Two snippets of Singapore from today.

#1: I Donno Where Is This Democracy

Me, getting into taxi: Hello, Parliament House please.
Taxi driver: Where?
Me: Parliament. Parliament House.
Taxi driver: Near where?
Me, perturbed: City Hall.
Taxi driver: Oh, so take ECP¹ then Rochor Road?
Me: Yes.
Taxi driver: After that you direct me hor. I donno where is this Parliament House.

* * *

#2: Racism 20% Off

Young friendly male sales assistant in a earring shop in Bugis Village: This one you like or not?
Me: Mmmm, not sure. Maybe something a bit longer.
Sales assistant: You dare to wear like ke ling kia or not?
Me: What?
Sales assistant, waving a long dangly earring: This one, like ke ling wear one.
Me, finally understanding what he was saying²: No, it’s okay. Thanks.

¹ An acronym for one of our expressways
² Ke ling is a derogatory word for Indian

Privacy My Ass

“Privacy is a destination,” coos the billboard advertising the new condo development next to my house, with bedroom windows which will look straight into mine. Asswipes. Now I have to pull the blinds down if I feel like being nude.

Singapore Solo

After Edu-Dine on Friday I walked from City Hall to Boat Quay to meet Ken and Ida for drinks at Hideout. It was a cool night, and my higher-than-usual heels were surprisingly comfortable, so I walked. Round the back of Parliament House, past The Arts House, light playing on its walls to an actually rather charming version of that “Let’s take a little trip around Singapore town on a Singapore city bus” tune. Across Cavenagh Bridge, dotted with tourists oohing and aahing at the view of the Esplanade, facing one way, and down the quays, facing the other. Two real cats among the Kucinta sculptures.
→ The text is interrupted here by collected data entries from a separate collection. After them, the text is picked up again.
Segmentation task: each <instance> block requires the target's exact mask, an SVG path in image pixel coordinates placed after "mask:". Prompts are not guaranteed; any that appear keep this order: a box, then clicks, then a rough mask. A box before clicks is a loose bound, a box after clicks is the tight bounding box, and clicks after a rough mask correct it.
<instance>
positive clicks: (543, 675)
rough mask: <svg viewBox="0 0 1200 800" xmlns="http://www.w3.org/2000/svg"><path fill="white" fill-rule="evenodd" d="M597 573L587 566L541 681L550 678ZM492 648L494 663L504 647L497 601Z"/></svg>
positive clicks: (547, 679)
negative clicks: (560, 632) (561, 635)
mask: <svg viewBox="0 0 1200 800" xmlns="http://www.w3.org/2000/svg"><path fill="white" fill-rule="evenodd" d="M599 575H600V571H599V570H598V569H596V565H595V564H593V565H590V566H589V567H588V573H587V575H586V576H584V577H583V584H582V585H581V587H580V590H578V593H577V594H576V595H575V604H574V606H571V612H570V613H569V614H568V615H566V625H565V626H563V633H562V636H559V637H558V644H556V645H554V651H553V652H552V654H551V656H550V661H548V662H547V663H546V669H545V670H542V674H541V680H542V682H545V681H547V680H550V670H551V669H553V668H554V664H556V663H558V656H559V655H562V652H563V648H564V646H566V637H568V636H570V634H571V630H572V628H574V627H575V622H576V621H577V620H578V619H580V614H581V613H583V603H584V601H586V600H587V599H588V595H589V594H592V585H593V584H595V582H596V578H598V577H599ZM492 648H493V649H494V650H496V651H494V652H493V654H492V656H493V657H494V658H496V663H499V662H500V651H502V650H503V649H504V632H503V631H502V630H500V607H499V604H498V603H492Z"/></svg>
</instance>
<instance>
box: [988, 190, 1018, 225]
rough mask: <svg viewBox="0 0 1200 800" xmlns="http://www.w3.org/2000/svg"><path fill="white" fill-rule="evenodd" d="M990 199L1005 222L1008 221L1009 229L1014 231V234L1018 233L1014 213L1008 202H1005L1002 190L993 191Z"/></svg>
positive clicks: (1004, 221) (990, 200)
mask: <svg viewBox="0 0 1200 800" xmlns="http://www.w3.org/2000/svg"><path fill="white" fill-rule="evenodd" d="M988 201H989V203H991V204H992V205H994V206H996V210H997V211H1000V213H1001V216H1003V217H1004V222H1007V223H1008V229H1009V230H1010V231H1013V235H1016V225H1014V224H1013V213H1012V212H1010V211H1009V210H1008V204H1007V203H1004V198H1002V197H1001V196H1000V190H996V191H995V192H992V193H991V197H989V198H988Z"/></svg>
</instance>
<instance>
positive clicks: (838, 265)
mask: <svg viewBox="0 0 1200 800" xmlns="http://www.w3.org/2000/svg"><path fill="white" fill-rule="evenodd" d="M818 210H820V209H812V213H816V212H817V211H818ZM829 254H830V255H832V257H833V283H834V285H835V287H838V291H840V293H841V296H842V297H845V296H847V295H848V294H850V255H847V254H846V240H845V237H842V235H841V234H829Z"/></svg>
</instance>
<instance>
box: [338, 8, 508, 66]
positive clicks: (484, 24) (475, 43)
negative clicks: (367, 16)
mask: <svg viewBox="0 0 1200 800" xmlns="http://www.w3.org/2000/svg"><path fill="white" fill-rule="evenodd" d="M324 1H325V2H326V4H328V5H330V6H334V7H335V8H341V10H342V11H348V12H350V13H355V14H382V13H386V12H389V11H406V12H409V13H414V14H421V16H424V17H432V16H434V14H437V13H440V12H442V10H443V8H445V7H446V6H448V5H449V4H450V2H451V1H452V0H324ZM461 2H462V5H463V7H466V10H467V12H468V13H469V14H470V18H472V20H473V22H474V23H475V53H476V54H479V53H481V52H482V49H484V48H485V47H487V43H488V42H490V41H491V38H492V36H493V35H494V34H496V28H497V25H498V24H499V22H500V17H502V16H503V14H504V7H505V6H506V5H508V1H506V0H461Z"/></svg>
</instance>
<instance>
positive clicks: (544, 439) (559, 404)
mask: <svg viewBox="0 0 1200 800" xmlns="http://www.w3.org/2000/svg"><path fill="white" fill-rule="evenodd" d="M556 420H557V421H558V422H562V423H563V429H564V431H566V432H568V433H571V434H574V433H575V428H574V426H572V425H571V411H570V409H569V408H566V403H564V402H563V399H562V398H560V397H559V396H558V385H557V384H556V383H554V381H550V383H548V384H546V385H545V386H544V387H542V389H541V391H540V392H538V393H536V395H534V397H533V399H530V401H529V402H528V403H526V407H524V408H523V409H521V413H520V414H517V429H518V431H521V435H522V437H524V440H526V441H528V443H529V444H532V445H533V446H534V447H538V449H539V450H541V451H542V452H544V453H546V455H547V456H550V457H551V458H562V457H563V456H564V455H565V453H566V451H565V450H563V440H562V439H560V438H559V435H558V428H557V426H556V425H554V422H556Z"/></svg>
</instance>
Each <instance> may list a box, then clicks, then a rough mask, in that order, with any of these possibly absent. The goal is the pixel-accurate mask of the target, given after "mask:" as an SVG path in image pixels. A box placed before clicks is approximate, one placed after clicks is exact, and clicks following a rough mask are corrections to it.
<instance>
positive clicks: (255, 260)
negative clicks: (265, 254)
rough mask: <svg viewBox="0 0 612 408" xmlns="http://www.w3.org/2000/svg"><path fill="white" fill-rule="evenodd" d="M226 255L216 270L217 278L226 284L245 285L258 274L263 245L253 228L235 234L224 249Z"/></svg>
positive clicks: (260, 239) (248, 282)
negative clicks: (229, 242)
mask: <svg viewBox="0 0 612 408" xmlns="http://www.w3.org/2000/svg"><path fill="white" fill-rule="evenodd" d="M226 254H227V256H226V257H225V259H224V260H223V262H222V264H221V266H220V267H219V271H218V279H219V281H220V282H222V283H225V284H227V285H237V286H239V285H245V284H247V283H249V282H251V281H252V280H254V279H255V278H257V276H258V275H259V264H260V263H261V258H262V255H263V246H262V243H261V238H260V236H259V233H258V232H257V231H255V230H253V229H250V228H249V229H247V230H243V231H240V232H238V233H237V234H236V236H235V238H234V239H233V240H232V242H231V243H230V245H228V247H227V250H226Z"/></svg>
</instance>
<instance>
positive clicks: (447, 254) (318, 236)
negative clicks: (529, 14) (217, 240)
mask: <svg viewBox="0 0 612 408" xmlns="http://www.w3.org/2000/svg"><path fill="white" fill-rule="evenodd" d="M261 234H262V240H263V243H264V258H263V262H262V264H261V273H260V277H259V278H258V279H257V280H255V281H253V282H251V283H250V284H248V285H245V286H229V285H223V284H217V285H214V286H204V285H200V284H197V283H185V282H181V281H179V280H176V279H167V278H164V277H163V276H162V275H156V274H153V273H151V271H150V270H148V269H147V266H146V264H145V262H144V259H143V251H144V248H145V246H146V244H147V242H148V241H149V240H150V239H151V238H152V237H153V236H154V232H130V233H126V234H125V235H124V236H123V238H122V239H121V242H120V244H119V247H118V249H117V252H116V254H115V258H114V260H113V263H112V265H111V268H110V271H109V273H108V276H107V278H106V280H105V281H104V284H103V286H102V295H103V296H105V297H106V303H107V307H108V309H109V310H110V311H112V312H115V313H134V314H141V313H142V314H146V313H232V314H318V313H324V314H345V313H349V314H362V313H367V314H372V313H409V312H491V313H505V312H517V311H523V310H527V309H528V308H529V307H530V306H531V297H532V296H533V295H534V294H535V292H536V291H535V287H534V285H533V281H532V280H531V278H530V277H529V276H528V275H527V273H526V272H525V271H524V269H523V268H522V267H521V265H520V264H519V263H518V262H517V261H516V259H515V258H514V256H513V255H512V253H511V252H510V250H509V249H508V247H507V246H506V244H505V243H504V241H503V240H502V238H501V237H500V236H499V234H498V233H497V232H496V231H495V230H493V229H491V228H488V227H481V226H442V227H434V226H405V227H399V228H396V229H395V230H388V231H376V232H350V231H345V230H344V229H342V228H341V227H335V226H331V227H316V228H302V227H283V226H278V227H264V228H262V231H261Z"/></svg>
In Hideout, Colin messaged asking if I wanted to go to Phuture, but I decided my toes were too vulnerable in my dressy shoes. When we parted ways for the night, I meandered through the streets, taking an extra-long route to the not-so-nearest bus stop, simply because I was enjoying the walk. Along South Bridge Road, tourists stopped me and asked for directions. I directed people to Clarke Quay, to the Fullerton Hotel, to the War Memorial Park. I finally reached Hill Street Fire Station, which I’ve always rather liked, and waited just beyond it for the bus home.

There seemed to be a buzz and a euphoria in the air that I don’t usually sense. The tourists seemed genuinely excited by what they were seeing, and where they were, and amazingly, I was too. Singapore is beautiful by night, whether you’re looking at gleaming restored colonial buildings around the Padang, the dark quiet hulk of skyscrapers in Shenton Way, or the fluorescent town centres in the housing estates.

A year on from my return, and I could actually stand to watch the National Day Parade today. I still rolled my eyes at a lot of the commentary eg. “This lively dance truly reflects the passion of our youth for arts and sports!” but I watched the singing of the national songs happily enough.

I’m still not sure I can sing along to Home with all sincerity – if home is defined by “where my dreams wait for me” and “where my senses tell me” then I’m afraid we’re still pretty much stuck in London. I’ve also always found the line “This is where I won’t be alone” particularly meaningless, in that I am addicted to London precisely because I can be completely alone there and still completely blissful.

But progress is being made, albeit in baby steps. My Friday night walk was a taste of what’s possible for me and Singapore, even when we’re all alone.